At this point, it should be mentioned that the open position according to FIG. 1 is also clearly defined by the limit stop disk 20, and that the binding is held in the open position by the spring 21. This is also important for the ease of stepping into the binding. The heel bracket 6 can be additionally held in a predetermined pivoting position by means of a spring (not shown) that is already known from the state of the art. This pivoting position is chosen (compare to FIG. 1) such that the part of the heel bracket that overlaps the edge 26 of the boot still lies above the edge 26 in the open position if the sole already rests on the drag bearing bolt 14 within the heel region. A forward pivoting movement of the heel bracket 7 in the direction toward the toe of the boot can be limited by a limit stop 33 that is arranged on the pivoting lever 9 and protrudes into the pivoting path of the heel bracket.

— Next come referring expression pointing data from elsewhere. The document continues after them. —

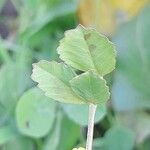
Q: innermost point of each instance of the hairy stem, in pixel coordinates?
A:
(92, 110)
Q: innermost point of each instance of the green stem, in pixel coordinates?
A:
(92, 110)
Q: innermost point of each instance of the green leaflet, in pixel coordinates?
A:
(91, 87)
(53, 78)
(85, 49)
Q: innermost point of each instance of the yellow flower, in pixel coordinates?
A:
(80, 148)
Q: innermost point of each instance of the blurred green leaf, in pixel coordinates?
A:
(11, 87)
(64, 135)
(48, 15)
(85, 49)
(119, 138)
(7, 133)
(69, 135)
(19, 143)
(35, 113)
(53, 78)
(90, 87)
(133, 67)
(79, 113)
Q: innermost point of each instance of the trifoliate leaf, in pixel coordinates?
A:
(53, 78)
(90, 87)
(86, 49)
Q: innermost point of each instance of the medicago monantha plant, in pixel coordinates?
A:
(82, 50)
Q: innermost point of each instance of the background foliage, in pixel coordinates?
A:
(30, 31)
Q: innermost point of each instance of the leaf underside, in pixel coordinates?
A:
(90, 87)
(53, 78)
(85, 49)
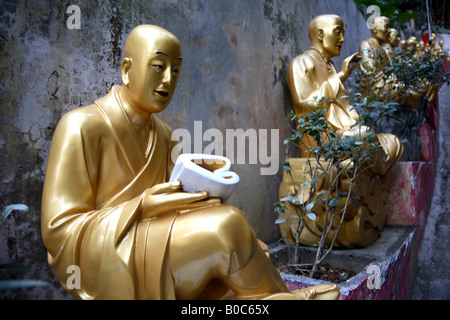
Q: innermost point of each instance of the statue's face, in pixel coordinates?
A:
(382, 29)
(153, 75)
(333, 36)
(394, 38)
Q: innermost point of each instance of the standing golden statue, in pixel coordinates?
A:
(311, 77)
(393, 42)
(108, 209)
(374, 60)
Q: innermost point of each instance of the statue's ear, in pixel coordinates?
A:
(320, 35)
(125, 68)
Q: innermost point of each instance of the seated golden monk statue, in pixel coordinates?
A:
(312, 76)
(374, 60)
(108, 209)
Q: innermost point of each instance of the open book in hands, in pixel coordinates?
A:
(205, 172)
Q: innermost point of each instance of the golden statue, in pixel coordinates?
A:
(312, 76)
(108, 209)
(374, 60)
(393, 42)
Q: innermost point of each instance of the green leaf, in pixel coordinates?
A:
(333, 202)
(312, 216)
(11, 208)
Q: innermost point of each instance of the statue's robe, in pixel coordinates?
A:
(96, 175)
(309, 80)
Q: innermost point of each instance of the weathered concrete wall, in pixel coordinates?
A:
(236, 54)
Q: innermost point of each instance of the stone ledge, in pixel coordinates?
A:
(391, 254)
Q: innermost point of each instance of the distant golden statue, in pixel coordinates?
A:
(311, 77)
(393, 42)
(374, 60)
(108, 208)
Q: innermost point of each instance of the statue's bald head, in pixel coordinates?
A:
(145, 37)
(321, 22)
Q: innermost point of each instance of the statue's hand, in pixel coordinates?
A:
(166, 197)
(347, 69)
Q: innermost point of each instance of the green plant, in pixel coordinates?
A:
(13, 284)
(388, 8)
(417, 68)
(334, 156)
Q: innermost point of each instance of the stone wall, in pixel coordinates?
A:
(236, 54)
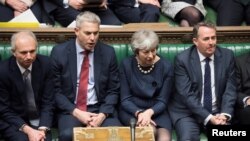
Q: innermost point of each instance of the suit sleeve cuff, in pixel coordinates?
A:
(2, 2)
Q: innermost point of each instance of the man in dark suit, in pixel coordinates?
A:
(230, 12)
(242, 110)
(201, 100)
(22, 122)
(136, 11)
(102, 88)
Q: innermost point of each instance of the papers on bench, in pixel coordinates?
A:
(73, 25)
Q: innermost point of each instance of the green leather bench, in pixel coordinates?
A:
(210, 17)
(123, 50)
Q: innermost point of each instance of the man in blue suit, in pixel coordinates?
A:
(15, 112)
(103, 79)
(188, 109)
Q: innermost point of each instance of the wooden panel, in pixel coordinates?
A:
(112, 134)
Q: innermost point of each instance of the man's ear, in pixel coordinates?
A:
(195, 41)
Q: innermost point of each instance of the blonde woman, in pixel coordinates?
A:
(185, 12)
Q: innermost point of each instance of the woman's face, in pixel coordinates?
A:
(146, 57)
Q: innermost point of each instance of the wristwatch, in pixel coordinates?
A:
(65, 3)
(45, 129)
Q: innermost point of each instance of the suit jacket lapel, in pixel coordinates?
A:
(72, 63)
(18, 78)
(217, 70)
(196, 66)
(97, 65)
(35, 77)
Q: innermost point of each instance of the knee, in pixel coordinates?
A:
(66, 135)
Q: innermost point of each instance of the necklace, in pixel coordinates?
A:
(145, 71)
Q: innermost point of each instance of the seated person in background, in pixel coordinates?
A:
(205, 85)
(26, 109)
(146, 85)
(12, 8)
(185, 12)
(230, 12)
(242, 110)
(86, 78)
(65, 11)
(137, 11)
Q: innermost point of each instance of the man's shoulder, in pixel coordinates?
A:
(186, 53)
(63, 45)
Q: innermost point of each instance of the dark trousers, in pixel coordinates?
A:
(229, 12)
(12, 133)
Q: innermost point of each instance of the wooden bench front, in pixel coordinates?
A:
(112, 134)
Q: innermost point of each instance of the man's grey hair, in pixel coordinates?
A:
(87, 16)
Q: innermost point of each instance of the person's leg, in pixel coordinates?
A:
(65, 16)
(8, 13)
(149, 13)
(230, 13)
(187, 129)
(163, 134)
(13, 134)
(189, 16)
(243, 115)
(127, 14)
(66, 123)
(107, 17)
(36, 8)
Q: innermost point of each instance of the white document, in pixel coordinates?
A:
(73, 25)
(26, 16)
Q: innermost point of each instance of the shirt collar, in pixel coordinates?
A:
(22, 69)
(202, 57)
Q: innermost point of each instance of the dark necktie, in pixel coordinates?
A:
(32, 110)
(83, 83)
(207, 87)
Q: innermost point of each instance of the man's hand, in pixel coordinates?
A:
(144, 118)
(153, 2)
(77, 4)
(96, 121)
(33, 134)
(17, 5)
(218, 119)
(83, 116)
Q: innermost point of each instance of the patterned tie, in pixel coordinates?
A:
(31, 105)
(81, 102)
(207, 101)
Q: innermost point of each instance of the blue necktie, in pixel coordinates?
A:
(31, 105)
(207, 101)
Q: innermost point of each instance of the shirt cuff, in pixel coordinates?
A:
(65, 3)
(2, 2)
(207, 119)
(46, 129)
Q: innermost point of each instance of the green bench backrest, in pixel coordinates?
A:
(168, 51)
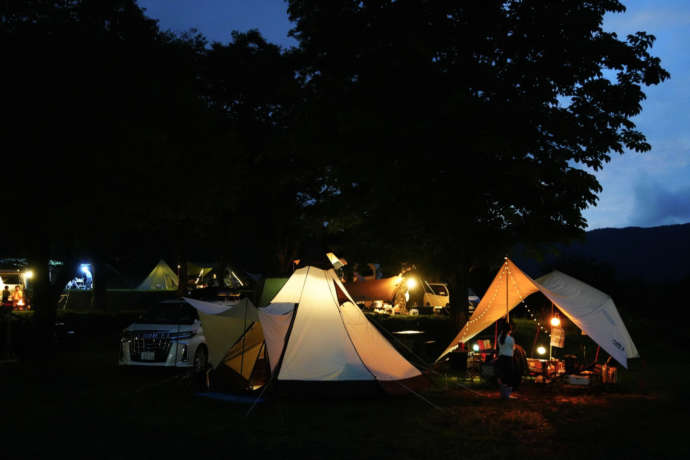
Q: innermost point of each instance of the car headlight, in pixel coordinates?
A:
(182, 335)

It should also be mentioned that the spring 21 can be encapsulated, e.g., by means of a sleeve that connects the two sliding bearings 18 and 19.
In this figure, the spring piston 17 is illustrated in the form of a cylindrical piston. It can also have another cross-sectional shape, e.g., a rectangular, square, double-T, or U profile.
In this figure, the spring 21 is illustrated in the form of a helical spring. Naturally, it can also be replaced with other types of springs, e.g., disk springs or a sleeve consisting of elastic rubber which is pushed over the part of the spring piston 17 that is situated between the sliding bearings 18 and 19.
It should also be mentioned that the opening lever 22 is illustrated in the form of a draw lever in the embodiment examples according to FIGS. 1-3, i.e., it is pulled upward, namely away from the snowboard surface, in order to open the binding. Of course, it could also be realized in the form of a pressure lever, i.e., a lever that must be pressed downward against the snowboard surface in order to open the binding.
The second embodiment example according to FIGS. 4-6 essentially differs from the first embodiment example in the arrangement of the spring piston and the safety and opening lever. The pivoting lever 9 is arranged in rotatable fashion on a support 11 via a drag bearing 10 as is the case with the first embodiment example, with the support 11 being rigidly connected to the base plate 12. The heel bracket 7 is fastened in pivoting fashion on the end of the pivoting lever 9 that is situated opposite to the drag bearing 10 via a drag bearing 8. In this case, the safety and opening lever 13 is also arranged in pivoting fashion on the pivoting lever 9 via a drag bearing bolt 14, with the axis of the drag bearing bolt 14 being arranged offset relative to the drag bearing 8. The safety and opening lever 13 is realized in linear fashion, with the drag bearing 16 being arranged approximately in its center such that the safety and opening lever 13 is divided into an arm 15 and the opening arm 22. The spring piston 17 is coupled to the drag bearing 16, with said spring piston being arranged differently from the embodiment examples according to FIGS. 1-3, i.e., such that it declines from the toe of the boot toward the heel, i.e., from the front toward the rear. However, this requires that the spring piston be arranged at a greater distance from the snowboard surface, which is why an upwardly protruding carrier 30 that holds the spring piston is arranged on the base plate 12.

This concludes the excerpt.